The following transcript is from [1]

Transcript

HER body wrecked by alcoholism, her good looks all but obliterated, Delia Derbyshire slipped almost unnoticed from coma to death in a Northamptonshire hospital.

To the intensive care nurses she was, no doubt, just another unfortunate patient who had died far too young; at 64, a victim of her own excess and weakness, her liver diseased, her kidneys collapsed.

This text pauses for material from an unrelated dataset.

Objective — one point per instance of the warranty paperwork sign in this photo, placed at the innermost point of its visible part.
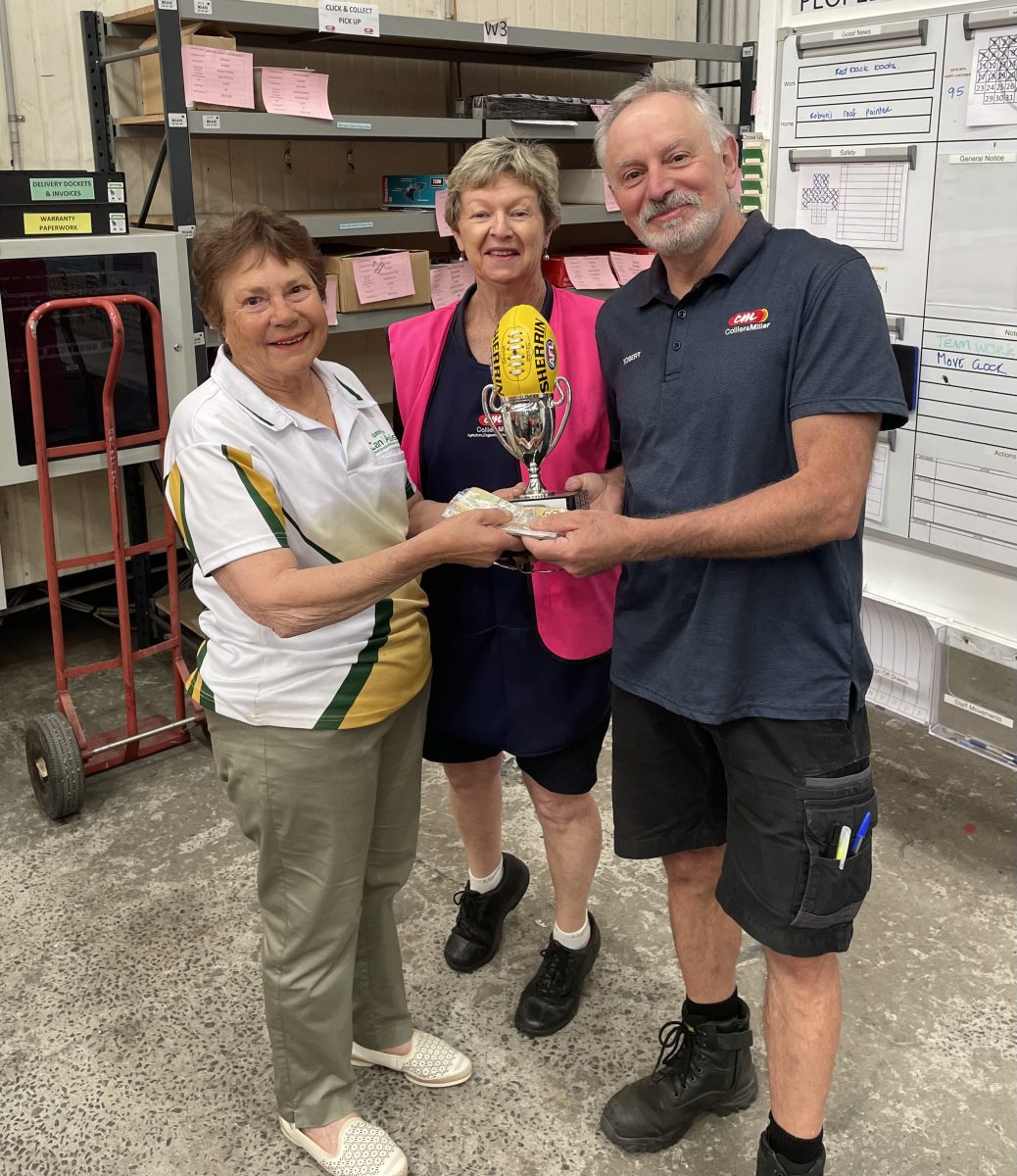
(353, 19)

But this wasted woman was, in fact, an unsung heroine to generations of British children. She was the musical genius who created the weird and wonderful signature tune to Dr Who, a sound so spooky that every Saturday night it sent youngsters scuttling behind the sofa even before the dreaded Daleks or Cybermen appeared.

The tune, with its futuristic electronic whoops and wails, has become part of British popular culture and is one of the most instantly recognisable TV themes, but the woman who put it all together remains a virtual unknown. Now, with a new series starring Christopher Eccleston as the ninth incarnation of Dr Who starting on Saturday, The Mail on Sunday can reveal her tragic and extraordinary story, as the man who knew her best speaks for the first time about the spiral of depression that led to the demise of this pioneer of British music.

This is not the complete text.